Suddenly my Youtube news feed and algorithm also picked up on my curiosity about this topic and started suggesting me more related videos. A particular “genre” that piqued my interest was a collection of live cameras in different corners from Ukraine, and the rest of the world can comment and discuss synchronously in the live chat session on Youtube.


This unfiltered and uncensored comment section on Youtube of course doesn’t always display the most constructive statements about the situation. I am not impressed with the quality of knowledge that I gained from scrolling the myriad of messages and comments displayed here, but rather the participatory nature of social media and streaming in this conflict.


Anyone from anywhere can observe what is happening in the comfort and safety of their own home, and project their opinions too, in this case, 600k more people in the comment sections.


Vloggers


On another corner of the internet, you can easily find vloggers filming their journey leaving their home, living their regular life in this circumstance. The most recent video I watched was bold and bankrupt’s “Leavine Kyiv on a Refugee Train”.

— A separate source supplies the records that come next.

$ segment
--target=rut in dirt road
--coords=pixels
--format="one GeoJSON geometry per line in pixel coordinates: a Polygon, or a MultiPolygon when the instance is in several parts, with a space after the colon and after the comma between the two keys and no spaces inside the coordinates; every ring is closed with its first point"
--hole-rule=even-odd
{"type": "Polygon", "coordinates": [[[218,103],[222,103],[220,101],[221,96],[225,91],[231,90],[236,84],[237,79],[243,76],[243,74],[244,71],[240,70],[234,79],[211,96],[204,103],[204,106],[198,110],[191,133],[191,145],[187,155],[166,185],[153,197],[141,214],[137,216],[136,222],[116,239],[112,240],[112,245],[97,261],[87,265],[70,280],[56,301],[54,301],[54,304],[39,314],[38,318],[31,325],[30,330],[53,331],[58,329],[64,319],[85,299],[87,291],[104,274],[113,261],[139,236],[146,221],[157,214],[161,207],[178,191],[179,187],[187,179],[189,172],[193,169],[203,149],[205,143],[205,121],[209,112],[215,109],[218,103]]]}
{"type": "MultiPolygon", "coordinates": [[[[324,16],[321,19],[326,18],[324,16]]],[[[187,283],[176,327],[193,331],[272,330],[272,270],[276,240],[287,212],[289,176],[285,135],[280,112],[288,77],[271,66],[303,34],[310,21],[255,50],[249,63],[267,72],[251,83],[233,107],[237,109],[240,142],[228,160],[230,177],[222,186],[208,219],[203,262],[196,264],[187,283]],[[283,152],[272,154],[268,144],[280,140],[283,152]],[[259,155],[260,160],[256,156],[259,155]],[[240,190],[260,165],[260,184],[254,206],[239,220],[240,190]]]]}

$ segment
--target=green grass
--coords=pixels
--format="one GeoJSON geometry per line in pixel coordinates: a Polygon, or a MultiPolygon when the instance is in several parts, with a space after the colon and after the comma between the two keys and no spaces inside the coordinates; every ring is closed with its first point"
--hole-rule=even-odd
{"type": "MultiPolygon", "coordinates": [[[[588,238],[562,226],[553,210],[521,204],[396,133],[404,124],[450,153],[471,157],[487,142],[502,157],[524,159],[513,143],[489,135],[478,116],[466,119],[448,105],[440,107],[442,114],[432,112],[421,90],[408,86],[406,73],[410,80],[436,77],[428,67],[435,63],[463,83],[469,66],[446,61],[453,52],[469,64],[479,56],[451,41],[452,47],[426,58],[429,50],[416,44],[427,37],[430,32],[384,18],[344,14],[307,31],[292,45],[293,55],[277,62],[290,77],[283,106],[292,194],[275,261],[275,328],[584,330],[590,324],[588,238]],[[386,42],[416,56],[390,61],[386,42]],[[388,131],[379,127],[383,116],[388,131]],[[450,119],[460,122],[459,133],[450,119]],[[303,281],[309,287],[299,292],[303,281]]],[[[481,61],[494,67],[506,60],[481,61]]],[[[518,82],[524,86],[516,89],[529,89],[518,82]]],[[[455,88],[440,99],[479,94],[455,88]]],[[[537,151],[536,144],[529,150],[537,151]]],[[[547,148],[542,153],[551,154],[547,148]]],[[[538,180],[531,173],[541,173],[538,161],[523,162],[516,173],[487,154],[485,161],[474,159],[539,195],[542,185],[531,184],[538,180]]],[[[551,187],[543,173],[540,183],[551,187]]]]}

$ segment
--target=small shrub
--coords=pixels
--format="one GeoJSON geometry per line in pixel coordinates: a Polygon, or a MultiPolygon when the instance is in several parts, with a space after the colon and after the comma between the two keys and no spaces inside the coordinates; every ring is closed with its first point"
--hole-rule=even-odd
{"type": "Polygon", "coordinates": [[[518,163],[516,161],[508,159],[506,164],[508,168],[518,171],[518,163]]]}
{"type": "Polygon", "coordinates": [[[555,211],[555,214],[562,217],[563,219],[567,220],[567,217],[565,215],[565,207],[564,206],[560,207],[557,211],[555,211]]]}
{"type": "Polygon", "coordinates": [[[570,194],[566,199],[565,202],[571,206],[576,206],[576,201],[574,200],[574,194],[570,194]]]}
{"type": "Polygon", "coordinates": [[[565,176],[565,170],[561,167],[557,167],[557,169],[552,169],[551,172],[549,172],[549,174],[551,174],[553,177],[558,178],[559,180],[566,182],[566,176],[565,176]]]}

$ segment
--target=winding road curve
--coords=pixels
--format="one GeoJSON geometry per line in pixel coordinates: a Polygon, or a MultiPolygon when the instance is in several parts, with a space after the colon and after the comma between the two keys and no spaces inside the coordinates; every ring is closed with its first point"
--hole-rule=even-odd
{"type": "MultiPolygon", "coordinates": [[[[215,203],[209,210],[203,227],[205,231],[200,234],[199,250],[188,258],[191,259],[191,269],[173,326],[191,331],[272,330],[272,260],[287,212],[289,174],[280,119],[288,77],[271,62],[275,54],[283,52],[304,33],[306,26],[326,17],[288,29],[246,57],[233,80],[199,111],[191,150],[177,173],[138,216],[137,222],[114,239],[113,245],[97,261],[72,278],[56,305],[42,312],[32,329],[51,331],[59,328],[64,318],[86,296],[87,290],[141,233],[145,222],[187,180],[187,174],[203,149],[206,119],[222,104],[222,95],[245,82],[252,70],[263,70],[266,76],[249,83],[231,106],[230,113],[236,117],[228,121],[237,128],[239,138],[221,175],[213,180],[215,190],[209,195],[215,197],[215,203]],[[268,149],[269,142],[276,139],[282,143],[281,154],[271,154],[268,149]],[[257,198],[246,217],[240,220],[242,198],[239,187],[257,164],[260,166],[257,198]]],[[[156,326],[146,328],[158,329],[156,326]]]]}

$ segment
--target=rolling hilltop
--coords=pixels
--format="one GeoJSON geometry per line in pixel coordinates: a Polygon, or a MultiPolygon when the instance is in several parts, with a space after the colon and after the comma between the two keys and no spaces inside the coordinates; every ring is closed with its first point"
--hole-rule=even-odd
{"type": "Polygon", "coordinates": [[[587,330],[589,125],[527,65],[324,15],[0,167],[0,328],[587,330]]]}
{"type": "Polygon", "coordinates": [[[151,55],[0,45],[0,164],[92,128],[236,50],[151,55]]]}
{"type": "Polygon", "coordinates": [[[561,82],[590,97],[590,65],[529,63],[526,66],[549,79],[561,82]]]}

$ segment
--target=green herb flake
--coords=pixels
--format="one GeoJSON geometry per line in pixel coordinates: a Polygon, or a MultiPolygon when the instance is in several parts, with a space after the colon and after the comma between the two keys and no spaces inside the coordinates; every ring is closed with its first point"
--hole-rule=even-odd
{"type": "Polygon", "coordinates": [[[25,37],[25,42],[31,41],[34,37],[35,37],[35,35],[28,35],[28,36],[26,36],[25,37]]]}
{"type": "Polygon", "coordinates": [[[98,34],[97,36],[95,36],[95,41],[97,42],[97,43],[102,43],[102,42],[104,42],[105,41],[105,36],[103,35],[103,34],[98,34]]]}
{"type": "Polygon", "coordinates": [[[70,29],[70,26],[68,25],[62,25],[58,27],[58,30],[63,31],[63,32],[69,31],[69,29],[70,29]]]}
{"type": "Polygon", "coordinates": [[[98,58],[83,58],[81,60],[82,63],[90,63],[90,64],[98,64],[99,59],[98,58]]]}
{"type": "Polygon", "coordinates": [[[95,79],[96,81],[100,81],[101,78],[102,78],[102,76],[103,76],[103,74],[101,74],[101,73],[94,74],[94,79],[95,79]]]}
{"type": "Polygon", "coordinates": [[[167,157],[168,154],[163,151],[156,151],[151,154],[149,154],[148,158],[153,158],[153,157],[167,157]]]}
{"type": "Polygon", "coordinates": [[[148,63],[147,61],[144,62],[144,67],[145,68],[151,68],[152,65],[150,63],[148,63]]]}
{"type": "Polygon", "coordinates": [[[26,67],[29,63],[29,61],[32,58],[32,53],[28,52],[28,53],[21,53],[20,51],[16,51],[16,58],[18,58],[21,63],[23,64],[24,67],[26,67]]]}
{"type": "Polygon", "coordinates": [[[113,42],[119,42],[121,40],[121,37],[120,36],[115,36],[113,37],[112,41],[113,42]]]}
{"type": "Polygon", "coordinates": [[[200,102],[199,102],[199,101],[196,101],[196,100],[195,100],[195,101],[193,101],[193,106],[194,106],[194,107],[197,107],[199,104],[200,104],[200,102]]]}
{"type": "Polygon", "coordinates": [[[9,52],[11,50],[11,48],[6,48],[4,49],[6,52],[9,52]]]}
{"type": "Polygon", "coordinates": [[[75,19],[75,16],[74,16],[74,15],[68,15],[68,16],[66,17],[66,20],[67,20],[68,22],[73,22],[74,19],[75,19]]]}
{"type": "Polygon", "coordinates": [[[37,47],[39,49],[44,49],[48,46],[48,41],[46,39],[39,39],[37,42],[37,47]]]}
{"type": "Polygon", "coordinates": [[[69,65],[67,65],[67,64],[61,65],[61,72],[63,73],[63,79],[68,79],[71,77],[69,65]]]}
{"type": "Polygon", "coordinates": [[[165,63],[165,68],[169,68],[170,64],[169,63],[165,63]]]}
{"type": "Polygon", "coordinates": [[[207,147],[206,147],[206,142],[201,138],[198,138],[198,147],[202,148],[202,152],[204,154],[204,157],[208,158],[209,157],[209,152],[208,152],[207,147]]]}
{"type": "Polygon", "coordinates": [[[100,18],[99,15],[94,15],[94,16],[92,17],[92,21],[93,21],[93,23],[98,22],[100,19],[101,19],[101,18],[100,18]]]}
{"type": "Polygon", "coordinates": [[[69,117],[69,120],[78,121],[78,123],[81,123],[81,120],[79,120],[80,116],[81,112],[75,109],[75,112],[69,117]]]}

As I sit behind my computer screen, I feel transported by the camera angle panning along the streets, the bus station, and capturing all the realistic sceneries and experiences from the other side of the world.


In some way, all these phenomena make me ponder the statement “History is his story”. When I consume information through the scripted and skillfully edited version of the traditional medium, I feel a distant and sometimes even desensitized narrative about what is going on.


Now, our access to information and the liberation of commentary on the internet in a way includes more people in the conversation, both in positive and negative ways.


Watching a war in a digital age, his-story has the potential to become their-story, our-story, and humanity’s-story, through a live, chaotic, and unfiltered perspective of a single camera lens that eventually gets projected through millions of screens.